In RBI’s annual monetary policy review meeting, a surprise was unfolded by the central bank:
· With Repo Rate cut by 50 basis points (bps) after a long time.
· Reverse Repo and Marginal Standing Facility was placed above and below by 100 bps.
· MSP now stands at 2 percent of their outstanding Net Demand and Time Liabilities (NDTL) from 1 percent before.
These major changes in the monetary policy really boosts RBI’s expected GDP growth rate of 7.3% in 2012-13 but the point to be contemplated upon is: Will this estimation turn out to be a reality? Many experts believe that monetary easing alone would not be sufficient to boost the growth projection. And it is absolutely correct because until our Fiscal deficit and Current Account deficit is not tamed the projected momentum is an elusive dream. This clearly points out the policy paralysis in which our system is currently entangled. Even in the recent budget there has not been an impressive reform to boost our economic condition.

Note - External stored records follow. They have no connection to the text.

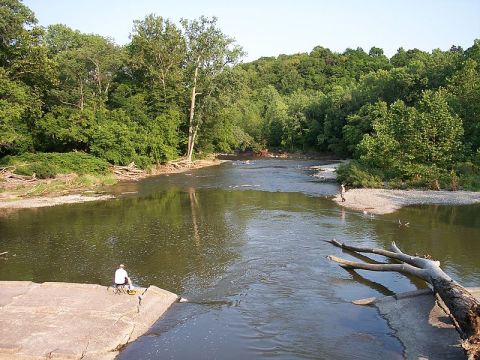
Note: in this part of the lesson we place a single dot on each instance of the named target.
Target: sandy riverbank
(381, 201)
(14, 200)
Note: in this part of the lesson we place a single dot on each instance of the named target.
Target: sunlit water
(245, 244)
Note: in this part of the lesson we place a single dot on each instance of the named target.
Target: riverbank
(74, 321)
(25, 193)
(382, 201)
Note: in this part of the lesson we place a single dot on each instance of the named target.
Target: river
(244, 243)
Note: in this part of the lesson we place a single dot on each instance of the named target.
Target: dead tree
(464, 307)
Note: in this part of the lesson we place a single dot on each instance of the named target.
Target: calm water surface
(245, 244)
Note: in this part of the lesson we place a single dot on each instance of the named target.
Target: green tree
(157, 54)
(209, 52)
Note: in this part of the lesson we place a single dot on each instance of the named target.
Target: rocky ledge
(74, 321)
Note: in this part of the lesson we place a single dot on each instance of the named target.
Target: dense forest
(180, 89)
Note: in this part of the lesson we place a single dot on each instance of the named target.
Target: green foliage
(356, 174)
(414, 144)
(409, 120)
(47, 165)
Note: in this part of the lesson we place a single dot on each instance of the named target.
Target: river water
(244, 243)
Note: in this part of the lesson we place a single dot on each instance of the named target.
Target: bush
(47, 165)
(356, 174)
(41, 170)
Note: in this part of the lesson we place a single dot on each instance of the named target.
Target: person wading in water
(121, 277)
(342, 192)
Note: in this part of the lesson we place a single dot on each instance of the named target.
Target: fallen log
(462, 306)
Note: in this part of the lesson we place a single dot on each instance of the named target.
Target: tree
(209, 52)
(465, 89)
(157, 53)
(415, 141)
(87, 65)
(14, 17)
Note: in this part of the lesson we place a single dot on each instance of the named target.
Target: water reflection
(250, 258)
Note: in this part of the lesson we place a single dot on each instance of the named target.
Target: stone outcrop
(74, 321)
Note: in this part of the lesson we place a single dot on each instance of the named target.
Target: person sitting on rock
(121, 278)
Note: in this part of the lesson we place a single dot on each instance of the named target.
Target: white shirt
(120, 276)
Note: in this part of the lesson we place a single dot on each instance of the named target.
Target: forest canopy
(179, 88)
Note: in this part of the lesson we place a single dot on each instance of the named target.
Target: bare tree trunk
(191, 130)
(463, 306)
(81, 102)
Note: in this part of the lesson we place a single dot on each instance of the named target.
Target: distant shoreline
(10, 201)
(382, 201)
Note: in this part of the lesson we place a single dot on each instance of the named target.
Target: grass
(85, 172)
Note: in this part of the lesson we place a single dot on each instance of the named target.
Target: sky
(274, 27)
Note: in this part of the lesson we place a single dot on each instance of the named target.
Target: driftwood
(130, 171)
(8, 174)
(462, 306)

On the other hand thought with persistent rate hikes by the RBI it has clearly succeeded in bringing the inflation under control but still there are Inflationary pressures, especially food inflation, have regained momentum and the upside risks have risen. In coming months, consumer goods and services inflation would also be adversely impacted due to indirect tax increases. Inflation declined temporarily after November 2011, but has remained stubborn at 6.9 per cent in the fourth quarter of 2011-12. Finally, coal and electricity prices are already being revised upwards and the process is likely to continue throughout the year. The wage-price spiral in India has strengthened since last year, because wages in the rural economy now rise in line with inflation, with inflation-linked wages under Mahatma Gandhi National Rural Employment Guarantee Scheme (MGNREGS) setting the floor. All these inflationary alarming bells can get louder if ignored.

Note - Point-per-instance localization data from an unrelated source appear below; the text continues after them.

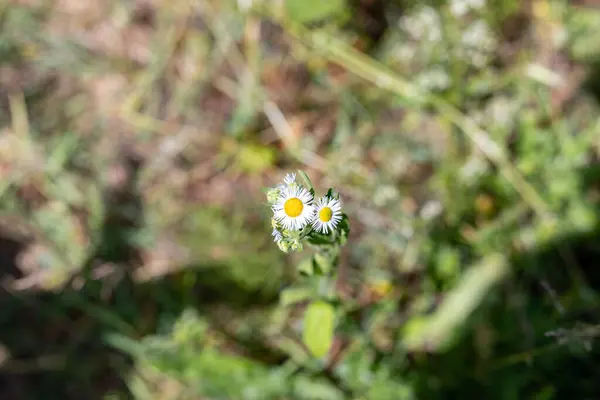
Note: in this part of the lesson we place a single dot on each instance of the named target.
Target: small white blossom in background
(460, 8)
(435, 78)
(328, 213)
(424, 24)
(431, 210)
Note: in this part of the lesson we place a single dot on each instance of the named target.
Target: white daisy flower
(294, 209)
(289, 179)
(277, 236)
(328, 213)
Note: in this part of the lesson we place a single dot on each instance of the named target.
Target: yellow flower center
(293, 207)
(325, 214)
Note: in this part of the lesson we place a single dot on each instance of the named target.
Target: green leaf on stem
(319, 325)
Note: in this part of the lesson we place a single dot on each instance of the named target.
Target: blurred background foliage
(137, 136)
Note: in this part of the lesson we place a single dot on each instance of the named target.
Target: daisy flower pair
(294, 208)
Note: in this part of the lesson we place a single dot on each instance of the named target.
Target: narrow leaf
(319, 324)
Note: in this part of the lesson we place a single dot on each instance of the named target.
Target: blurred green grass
(136, 138)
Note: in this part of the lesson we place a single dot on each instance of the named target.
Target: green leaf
(319, 324)
(323, 263)
(306, 11)
(294, 295)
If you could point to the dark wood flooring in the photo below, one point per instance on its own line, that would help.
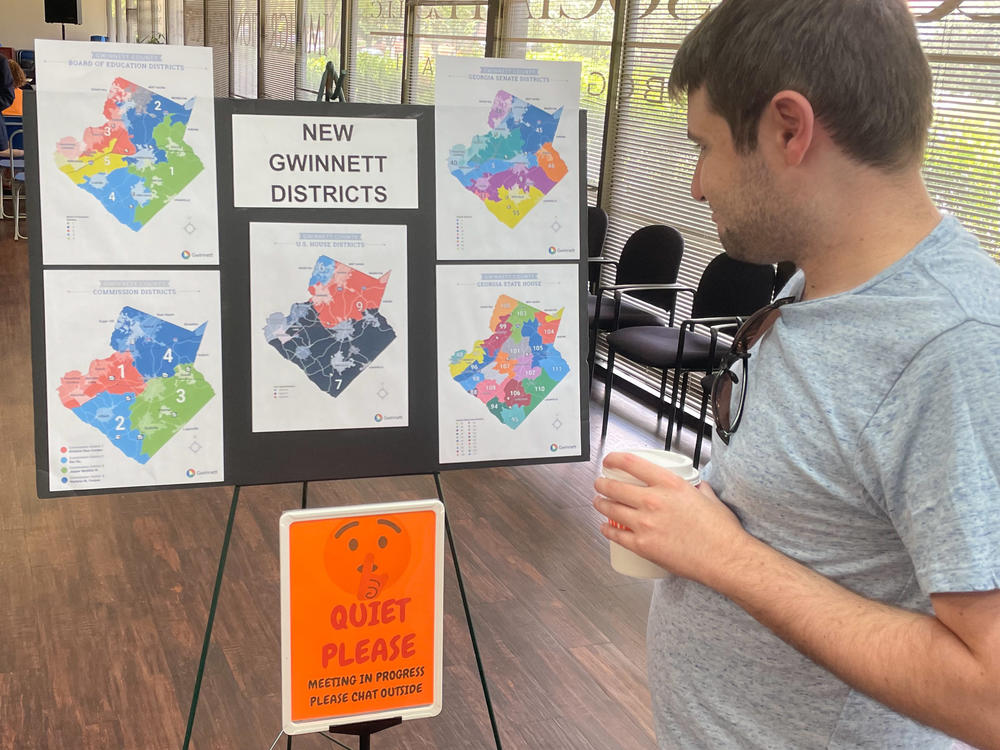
(104, 600)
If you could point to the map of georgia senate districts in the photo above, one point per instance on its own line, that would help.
(339, 331)
(514, 369)
(147, 390)
(514, 166)
(137, 161)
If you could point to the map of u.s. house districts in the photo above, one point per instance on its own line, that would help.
(328, 326)
(513, 369)
(141, 395)
(338, 332)
(513, 166)
(136, 161)
(127, 167)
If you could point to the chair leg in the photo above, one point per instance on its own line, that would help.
(17, 212)
(609, 382)
(702, 419)
(592, 352)
(670, 417)
(663, 393)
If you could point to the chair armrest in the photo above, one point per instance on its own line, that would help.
(648, 287)
(715, 326)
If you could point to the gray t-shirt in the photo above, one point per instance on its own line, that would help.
(868, 451)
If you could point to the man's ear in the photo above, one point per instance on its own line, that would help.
(788, 125)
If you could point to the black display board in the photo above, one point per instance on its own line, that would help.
(272, 457)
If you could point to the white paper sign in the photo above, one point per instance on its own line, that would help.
(324, 162)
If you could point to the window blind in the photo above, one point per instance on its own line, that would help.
(217, 37)
(277, 59)
(455, 29)
(243, 52)
(375, 68)
(319, 29)
(578, 30)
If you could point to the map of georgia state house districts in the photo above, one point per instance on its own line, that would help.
(137, 161)
(147, 390)
(339, 331)
(514, 166)
(514, 369)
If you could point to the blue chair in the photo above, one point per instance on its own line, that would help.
(11, 162)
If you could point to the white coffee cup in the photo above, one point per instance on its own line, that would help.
(625, 560)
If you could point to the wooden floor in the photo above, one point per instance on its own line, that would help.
(104, 600)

External factors like demand from the Rest of the world has also been bearish, rising fuel prices and the world economic volatility has also applied brakes on the exports growth of our country and putting appreciative pressure on the rupee. Coupled with all these factors the slowdown in the investment has also been attributed for this tepid growth rate. Hence, for growth to revive, the investment climate, supported by appropriate policy reforms, will have to improve.
So it can be concluded that though RBI did its part by easing up of the monetary policy but still it cannot alone provide the required impetus to the economic momentum, it definitely needs government’s support to push the reforms ahead for prosperity and economic stability.